I'm undecided here; I don't know if Mobil was interested so much in creating a Strong Daddy state as they were in abolishing the (mostly imaginary, of course) Giving Mommy state. The constant message of those op-eds was (sometimes literally) "the regulatory state is killing the goose that laid the golden eggs!" But there might have been some recognition that politicians who were friendly to that goal would also generally be helped by a public who was afraid of (at the time) crime and communism. And that maybe a generalized fear of Terrible Things about to happen could play into that, and a disaster show could nudge things that way... And obviously general trends don't always need explicit, top-down commands with a precise long-term goal in mind.
(And if one wanted to dismiss these thoughts, one could point to the old, old pedigree of horror in popular culture, or even "high culture." It was the very radical [for her time] Mary Wollstonecraft Shelley who wrote "Frankenstein," after all.)
Yes and, Stephen King is famously liberal. But horror in the arts aims for a laugh, ultimately -- the shudder followed by "Ha! Damn thing got me good!" In other words, no one loves Lovecraft because Cthulhu might be real -- they love him for making it so easy to pretend for 10 pages. Whereas the Havoc show builds horror by showing real fatalities, and though there might be high comedy in its posing as "educational," Havoc is not really funny like, say, Rosemary's Baby, or sexy like Carmilla, or thinky like Frankenstein. It presents death, but doesn't really synthesize that into catharsis. I feel like I am tenting my fingers now I'll shut the fuck up.

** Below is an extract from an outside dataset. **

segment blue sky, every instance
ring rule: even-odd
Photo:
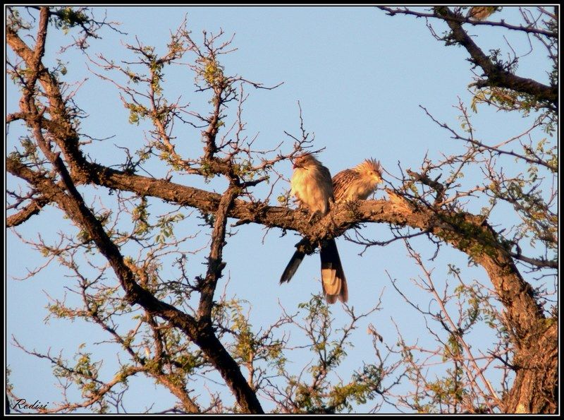
[[[106,8],[95,8],[101,16]],[[508,21],[515,18],[515,8],[505,8],[502,12]],[[302,109],[305,128],[315,135],[317,148],[325,148],[319,159],[332,174],[356,165],[367,157],[379,160],[384,167],[393,176],[399,176],[398,164],[405,170],[414,170],[421,164],[426,154],[431,159],[443,155],[460,152],[462,145],[449,138],[449,134],[436,126],[419,108],[425,107],[439,121],[459,126],[458,111],[454,108],[460,98],[470,106],[471,95],[467,89],[472,80],[470,65],[466,61],[467,53],[461,48],[446,47],[434,40],[425,27],[424,20],[411,17],[390,17],[372,7],[110,7],[108,18],[121,23],[120,30],[127,35],[105,30],[103,39],[91,42],[89,54],[92,57],[102,52],[116,60],[131,59],[123,43],[135,42],[135,36],[145,44],[154,45],[163,53],[171,31],[174,31],[188,16],[188,28],[192,37],[201,41],[202,31],[216,32],[222,29],[226,39],[235,34],[233,46],[238,50],[224,56],[222,64],[227,74],[238,74],[265,85],[283,84],[274,90],[256,90],[247,87],[250,94],[243,118],[246,121],[250,137],[258,133],[255,144],[262,149],[269,149],[284,141],[283,152],[291,150],[292,142],[283,133],[288,131],[299,135],[298,102]],[[439,27],[440,28],[440,27]],[[477,42],[490,47],[501,47],[508,50],[499,29],[472,28],[472,34],[478,34]],[[440,31],[437,31],[438,32]],[[511,34],[510,34],[511,35]],[[69,35],[51,30],[47,42],[47,56],[54,63],[59,46],[69,42]],[[512,47],[518,54],[529,49],[526,40],[519,37],[510,40]],[[539,49],[523,58],[518,74],[546,81],[543,72],[545,64],[539,65],[546,58],[539,54]],[[82,124],[82,131],[95,138],[115,136],[108,140],[87,146],[86,150],[97,162],[115,164],[121,162],[121,154],[114,145],[127,145],[133,149],[142,143],[143,131],[148,126],[128,123],[128,112],[119,100],[115,88],[100,81],[89,73],[86,57],[81,53],[69,51],[59,57],[67,61],[66,80],[82,80],[76,97],[79,105],[89,115]],[[184,60],[186,61],[185,59]],[[542,61],[541,61],[542,62]],[[90,67],[94,67],[90,64]],[[165,92],[172,100],[181,97],[190,102],[194,109],[207,110],[208,98],[194,93],[193,76],[185,66],[169,68]],[[8,88],[9,89],[9,88]],[[8,90],[8,111],[17,105],[18,97]],[[12,107],[11,109],[10,107]],[[234,113],[231,112],[230,118]],[[526,128],[528,121],[518,115],[496,113],[484,106],[473,116],[478,136],[488,143],[495,144],[515,136]],[[227,124],[228,126],[228,124]],[[177,127],[176,135],[178,144],[186,152],[197,153],[201,148],[197,131],[190,127]],[[8,137],[8,150],[15,138]],[[512,167],[509,171],[522,169]],[[155,176],[164,173],[157,166],[148,168]],[[291,174],[289,162],[282,162],[278,170],[286,177]],[[479,172],[469,174],[467,185],[482,181]],[[389,175],[386,180],[397,185],[398,181]],[[180,176],[174,181],[207,189],[221,191],[224,184],[216,181],[204,184],[194,176]],[[8,182],[13,180],[8,178]],[[275,186],[273,197],[289,189],[283,181]],[[92,191],[85,188],[85,194]],[[267,188],[258,188],[256,195],[264,198]],[[102,193],[106,196],[105,193]],[[384,198],[382,191],[376,198]],[[275,203],[273,203],[275,204]],[[152,202],[154,214],[162,208],[156,200]],[[471,203],[469,209],[478,212],[482,203]],[[190,209],[183,212],[188,215]],[[494,214],[494,221],[501,221],[503,214]],[[180,229],[185,234],[199,229],[198,222],[189,217]],[[61,212],[51,207],[46,208],[39,216],[31,219],[18,232],[25,238],[37,239],[38,232],[44,238],[55,241],[57,232],[70,229]],[[295,277],[289,284],[278,286],[280,273],[293,251],[293,245],[299,236],[288,233],[281,237],[281,232],[271,229],[266,232],[260,226],[247,224],[238,229],[225,249],[224,259],[228,265],[225,276],[218,290],[223,290],[227,280],[228,295],[236,294],[252,306],[251,319],[258,330],[273,322],[279,316],[278,302],[290,312],[299,302],[307,301],[311,294],[318,293],[319,260],[317,256],[307,257]],[[362,233],[374,239],[391,237],[386,226],[367,225]],[[178,232],[177,232],[178,234]],[[180,235],[178,235],[180,236]],[[193,242],[186,244],[190,251],[205,244],[207,237],[200,234]],[[415,241],[417,250],[429,258],[434,248],[426,241]],[[44,261],[35,251],[30,251],[13,233],[6,239],[7,285],[7,363],[12,370],[11,381],[18,394],[30,400],[56,401],[58,390],[53,386],[50,367],[44,361],[39,361],[23,354],[12,345],[13,335],[23,344],[38,351],[51,348],[54,354],[62,351],[70,358],[82,342],[91,343],[106,339],[95,327],[80,321],[69,324],[51,320],[47,325],[43,318],[47,315],[47,296],[62,299],[72,294],[65,289],[70,287],[72,280],[64,277],[65,272],[54,264],[35,277],[26,280],[14,280],[23,277],[27,269],[42,265]],[[349,304],[357,311],[364,311],[375,305],[382,295],[383,308],[373,313],[355,337],[355,347],[350,349],[350,359],[343,364],[342,373],[346,379],[348,369],[357,368],[358,361],[373,360],[371,338],[365,332],[366,325],[373,324],[384,337],[385,342],[393,345],[397,340],[394,323],[406,341],[432,345],[424,337],[425,324],[420,315],[407,306],[391,284],[388,275],[397,279],[406,293],[417,301],[427,304],[429,297],[415,289],[409,279],[420,275],[417,267],[409,260],[405,247],[399,242],[384,248],[373,247],[362,257],[362,251],[343,238],[338,240],[347,278],[349,283]],[[193,272],[200,272],[200,265],[205,253],[195,256]],[[444,284],[446,264],[453,263],[464,268],[465,279],[468,282],[476,279],[488,282],[481,268],[467,268],[466,256],[443,247],[439,257],[428,262],[434,267],[437,282]],[[331,308],[335,325],[346,322],[339,305]],[[487,337],[489,332],[478,332],[477,335]],[[95,354],[104,359],[108,374],[111,374],[113,355],[118,350],[108,344],[99,345]],[[298,366],[307,360],[299,356]],[[300,363],[302,364],[300,364]],[[349,371],[350,373],[350,371]],[[152,390],[154,385],[147,380],[132,381],[134,390],[139,392]],[[221,387],[220,387],[221,388]],[[139,392],[133,392],[126,400],[130,407],[139,407]],[[155,395],[163,399],[156,409],[170,405],[168,393],[157,388]],[[205,392],[202,392],[205,394]],[[136,396],[137,395],[137,396]],[[265,409],[269,408],[264,402]],[[391,409],[389,407],[386,409]]]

1978, when borrowing money could cost you 22% interest, and everyone could still remember Nixon's wage and price controls. When the EPA and the Clean Water/Air Acts were shiny and new, and after the oil shock delivered by OPEC there was serious discussion of nationalizing a couple oil companies.

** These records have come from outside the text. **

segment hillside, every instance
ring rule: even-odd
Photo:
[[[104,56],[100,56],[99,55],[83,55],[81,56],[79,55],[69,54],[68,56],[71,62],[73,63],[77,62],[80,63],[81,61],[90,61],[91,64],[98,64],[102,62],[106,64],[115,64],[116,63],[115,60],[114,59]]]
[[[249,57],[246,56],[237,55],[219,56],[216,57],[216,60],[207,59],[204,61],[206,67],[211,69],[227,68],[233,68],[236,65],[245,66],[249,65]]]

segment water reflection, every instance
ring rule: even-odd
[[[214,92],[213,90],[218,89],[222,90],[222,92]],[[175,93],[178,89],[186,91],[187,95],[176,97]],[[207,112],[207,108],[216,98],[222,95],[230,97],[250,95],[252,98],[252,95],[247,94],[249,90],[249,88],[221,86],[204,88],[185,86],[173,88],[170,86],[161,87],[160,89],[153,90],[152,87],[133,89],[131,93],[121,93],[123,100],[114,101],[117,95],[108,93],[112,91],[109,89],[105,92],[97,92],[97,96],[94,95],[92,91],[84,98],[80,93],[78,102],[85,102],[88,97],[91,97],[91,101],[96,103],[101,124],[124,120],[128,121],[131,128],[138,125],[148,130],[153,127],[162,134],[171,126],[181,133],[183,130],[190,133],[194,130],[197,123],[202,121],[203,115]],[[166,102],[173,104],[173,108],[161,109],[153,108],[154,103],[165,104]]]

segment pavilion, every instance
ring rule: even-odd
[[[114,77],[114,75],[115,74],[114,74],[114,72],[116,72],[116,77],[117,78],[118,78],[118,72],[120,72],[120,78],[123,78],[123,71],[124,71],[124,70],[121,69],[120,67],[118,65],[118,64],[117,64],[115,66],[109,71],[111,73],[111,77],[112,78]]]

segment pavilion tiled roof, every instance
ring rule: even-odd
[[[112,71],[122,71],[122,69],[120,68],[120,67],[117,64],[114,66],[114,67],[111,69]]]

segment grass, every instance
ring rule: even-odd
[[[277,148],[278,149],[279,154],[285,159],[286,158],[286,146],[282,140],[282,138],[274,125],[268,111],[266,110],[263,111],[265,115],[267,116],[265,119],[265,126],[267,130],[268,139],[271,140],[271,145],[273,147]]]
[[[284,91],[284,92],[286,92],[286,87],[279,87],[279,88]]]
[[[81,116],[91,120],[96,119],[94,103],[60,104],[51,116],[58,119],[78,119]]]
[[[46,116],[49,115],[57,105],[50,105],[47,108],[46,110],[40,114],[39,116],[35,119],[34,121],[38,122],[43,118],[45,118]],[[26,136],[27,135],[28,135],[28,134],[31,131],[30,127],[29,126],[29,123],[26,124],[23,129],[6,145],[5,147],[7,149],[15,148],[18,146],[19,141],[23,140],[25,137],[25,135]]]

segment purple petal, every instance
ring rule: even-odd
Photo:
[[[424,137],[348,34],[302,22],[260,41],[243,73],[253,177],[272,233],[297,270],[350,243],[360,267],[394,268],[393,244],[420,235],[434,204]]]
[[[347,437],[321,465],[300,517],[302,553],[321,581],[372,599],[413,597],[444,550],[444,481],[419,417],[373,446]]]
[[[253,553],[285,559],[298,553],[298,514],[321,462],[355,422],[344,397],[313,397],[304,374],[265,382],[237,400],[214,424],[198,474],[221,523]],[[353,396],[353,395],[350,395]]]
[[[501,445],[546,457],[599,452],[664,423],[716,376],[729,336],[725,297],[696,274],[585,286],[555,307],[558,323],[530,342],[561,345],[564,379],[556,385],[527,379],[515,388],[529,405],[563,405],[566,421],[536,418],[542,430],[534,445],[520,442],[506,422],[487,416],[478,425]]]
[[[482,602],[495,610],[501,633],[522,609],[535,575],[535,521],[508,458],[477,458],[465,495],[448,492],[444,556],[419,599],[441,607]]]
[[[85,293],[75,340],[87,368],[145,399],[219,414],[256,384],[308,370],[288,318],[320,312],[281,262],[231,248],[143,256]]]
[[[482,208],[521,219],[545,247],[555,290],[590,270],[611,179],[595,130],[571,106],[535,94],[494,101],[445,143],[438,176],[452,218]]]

Not gonna claim Mobil was right, but they did have their reasons.
True, but what struck me was how quickly and easily "We've gone too far regulating our corporations, it's time for the pendulum to swing back" became the new conventional wisdom. I remember that case being made, for example, by Max Lerner, probably the most liberal columnist in the very liberal New York Post. (Not a typo; there must be somebody else who's old enough to remember when the Post editorial page was maybe the left-most in the nation.)
(Outside of The Village Voice; sorry, Roy.)
Ah yes, the Dorothy Shiff era. BTW, "conventional wisdom" seems to have turned into "eternal wisdom" in their copybooks.
Those reasons are pretty much related to not making as much money as they could and that their only responsibility was to deliver shareholder value -- a primary idea of the idiot Milton Friedman
No time to look now but what you say makes sense.
I think what happened next, which really turned things around, happened under Carter: the Empire, or at least the chamber of commerce, struck back.
This was probably a result of the Powell Memo
https://reclaimdemocracy.org/powell_memo_lewis/
Elon below also brought that up. I'd think the Powell Memo deserves at least as large a place in American History classes as the Zimmerman Telegram.